Before we answer, perhaps you want a bit of context. A pressure of 100 kPa is close to a normal atmospheric pressure here on Earth, while 90 kPa is a typical pressure in the eye of a very strong hurricane. At first glance, this looks like a big atmospheric pressure difference that should be reported.

Figure 1.1 Should Chicken Little be scared by a 10 kPa pressure drop? Should they declare that the sky is falling? It depends. Artwork by Asher/Anya Hurst.

The correct answer, to no one’s satisfaction except a scientist, is that it depends. On what, you ask? It depends on the uncertainty in their two values. If Chicken Little is using a modern digital barometer with a pressure‐sensing electronic transducer, then the uncertainty on the measurements is only a few kilopascals (approximately 2%). In this case, the drop is large compared to the uncertainty and they should run to report it. If, however, they were judging the atmospheric pressure based on the rise time of a balloon, then the uncertainty estimate on these numbers could be something like 30%. The 10 kPa discrepancy, that is, the difference between the two numbers, is quite a bit less than the 30 kPa uncertainty on either number, so they should not report it, as the difference is not meaningful. What if they made the first measurement of 100 kPa with a modern barometer and the second measurement of 90 kPa with the rising balloon? The combined uncertainty (simply adding the two uncertainties) is still greater than the discrepancy, so they should not report it. However, because atmospheric pressure only varies by about 10 kPa, if the measurement techniques were reversed and they measured 100 kPa with the rising balloon and then 90 kPa with the digital barometer, meaning that the range is between 88 and 92 kPa with the typical uncertainty of such devices, then Chicken Little should report the very low atmospheric pressure regardless of what it was the day before. The uncertainty on the numbers makes all the difference in whether their measurements warrant action.

Discrepancy:  The difference between two numbers.

Quick and Easy for Section 1.1

The interpretation of numbers depends on their uncertainty.

1.2 Uncertainty Ascribes Meaning to Values

The story mentioned in the preceding text illustrates a main premise of science—the meaning of a particular number cannot be properly understood without a value for the uncertainty surrounding that number. This is especially important when, like in the abovementioned example, two numbers are being compared. You can calculate the difference between the two numbers, but this is not enough; it is only with the uncertainty intervals around the two values that it becomes possible to ascribe a judgment on whether the two numbers are basically the same or fundamentally different.

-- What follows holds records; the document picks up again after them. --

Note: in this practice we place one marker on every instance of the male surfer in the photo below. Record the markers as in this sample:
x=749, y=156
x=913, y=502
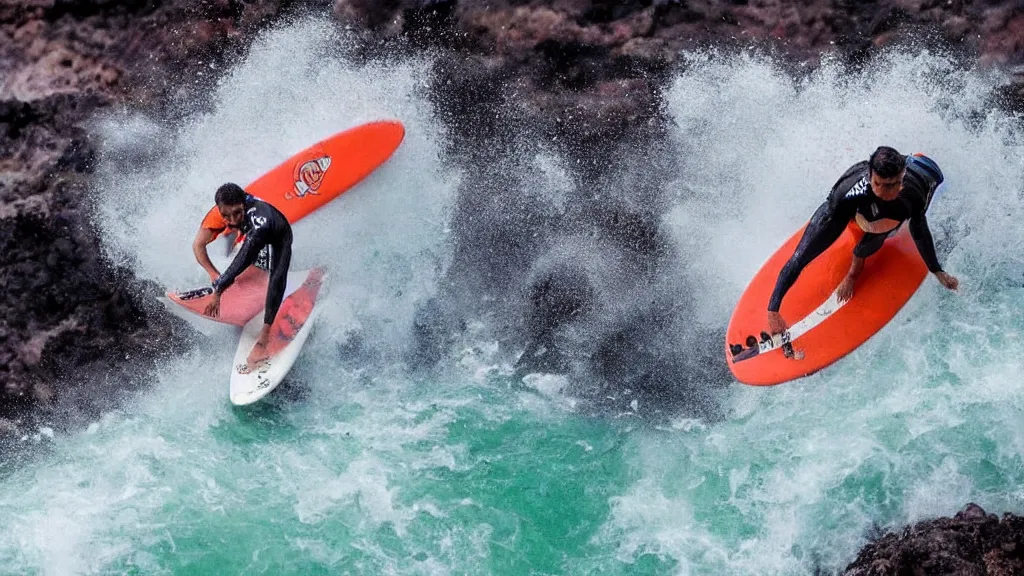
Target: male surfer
x=263, y=225
x=879, y=194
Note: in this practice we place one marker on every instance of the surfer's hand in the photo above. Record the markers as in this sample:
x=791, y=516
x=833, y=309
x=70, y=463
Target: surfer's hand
x=775, y=323
x=213, y=309
x=845, y=290
x=947, y=280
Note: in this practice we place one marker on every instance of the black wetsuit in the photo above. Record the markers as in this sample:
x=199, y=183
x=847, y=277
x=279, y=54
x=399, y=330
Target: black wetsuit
x=851, y=196
x=263, y=225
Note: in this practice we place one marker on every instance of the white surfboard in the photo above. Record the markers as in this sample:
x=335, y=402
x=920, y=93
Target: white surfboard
x=289, y=332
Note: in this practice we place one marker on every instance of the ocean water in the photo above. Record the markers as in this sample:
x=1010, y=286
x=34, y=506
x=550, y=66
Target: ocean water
x=357, y=465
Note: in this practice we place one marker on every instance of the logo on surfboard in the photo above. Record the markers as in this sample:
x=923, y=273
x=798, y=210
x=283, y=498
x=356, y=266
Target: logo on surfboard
x=308, y=176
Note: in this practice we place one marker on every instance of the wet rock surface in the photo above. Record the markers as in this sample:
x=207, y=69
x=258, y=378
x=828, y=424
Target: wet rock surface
x=973, y=542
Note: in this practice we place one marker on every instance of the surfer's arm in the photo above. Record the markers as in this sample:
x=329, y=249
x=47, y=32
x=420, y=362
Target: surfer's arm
x=923, y=238
x=824, y=228
x=246, y=257
x=204, y=237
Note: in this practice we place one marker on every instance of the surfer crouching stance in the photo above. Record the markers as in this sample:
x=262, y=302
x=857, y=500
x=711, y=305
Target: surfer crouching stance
x=880, y=195
x=264, y=227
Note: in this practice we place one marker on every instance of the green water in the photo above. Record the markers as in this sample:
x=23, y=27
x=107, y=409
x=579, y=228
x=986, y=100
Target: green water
x=370, y=474
x=365, y=469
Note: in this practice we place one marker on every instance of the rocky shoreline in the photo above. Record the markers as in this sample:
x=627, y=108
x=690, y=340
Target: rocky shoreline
x=523, y=65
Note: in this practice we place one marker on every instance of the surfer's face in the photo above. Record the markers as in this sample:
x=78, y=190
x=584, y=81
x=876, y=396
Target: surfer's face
x=232, y=214
x=887, y=189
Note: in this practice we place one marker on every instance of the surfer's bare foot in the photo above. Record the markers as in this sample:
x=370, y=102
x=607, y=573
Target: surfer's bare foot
x=845, y=290
x=257, y=355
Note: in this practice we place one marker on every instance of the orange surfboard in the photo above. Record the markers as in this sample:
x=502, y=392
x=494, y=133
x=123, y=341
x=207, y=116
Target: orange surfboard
x=299, y=187
x=821, y=330
x=324, y=171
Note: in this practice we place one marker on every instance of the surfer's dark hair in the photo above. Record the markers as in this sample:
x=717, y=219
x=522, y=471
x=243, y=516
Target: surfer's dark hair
x=887, y=162
x=230, y=195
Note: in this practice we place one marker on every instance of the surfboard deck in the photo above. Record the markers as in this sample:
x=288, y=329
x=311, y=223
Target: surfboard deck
x=822, y=330
x=288, y=334
x=242, y=301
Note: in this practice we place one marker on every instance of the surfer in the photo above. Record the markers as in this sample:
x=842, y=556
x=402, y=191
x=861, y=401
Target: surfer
x=880, y=195
x=263, y=227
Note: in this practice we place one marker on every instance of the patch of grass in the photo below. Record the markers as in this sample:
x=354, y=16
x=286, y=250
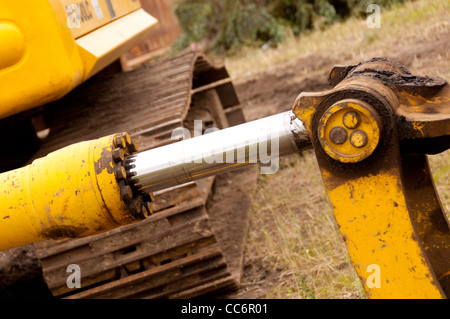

Uncertainty is the amount that a measured or calculated number could be off from the true value. This can sometimes be inferred from the significant digits reported on the number, with the last nonzero digit indicating the degree of accuracy of the number. This would work except for two things: the first is that calculators, computers, and digital sensors make it very easy to report many digits beyond the true accuracy of the number; and the second is that many people have forgotten their middle school math unit on significant figures. Numbers are often reported with more nonzero digits than they should have, including in scientific experiments. If you trust that the source of the number took into account the sources of uncertainty when reporting the value, then you can proceed with this assumption of nonzero digits being the accuracy of the value; otherwise, caution is highly advised when using this technique to determine uncertainty.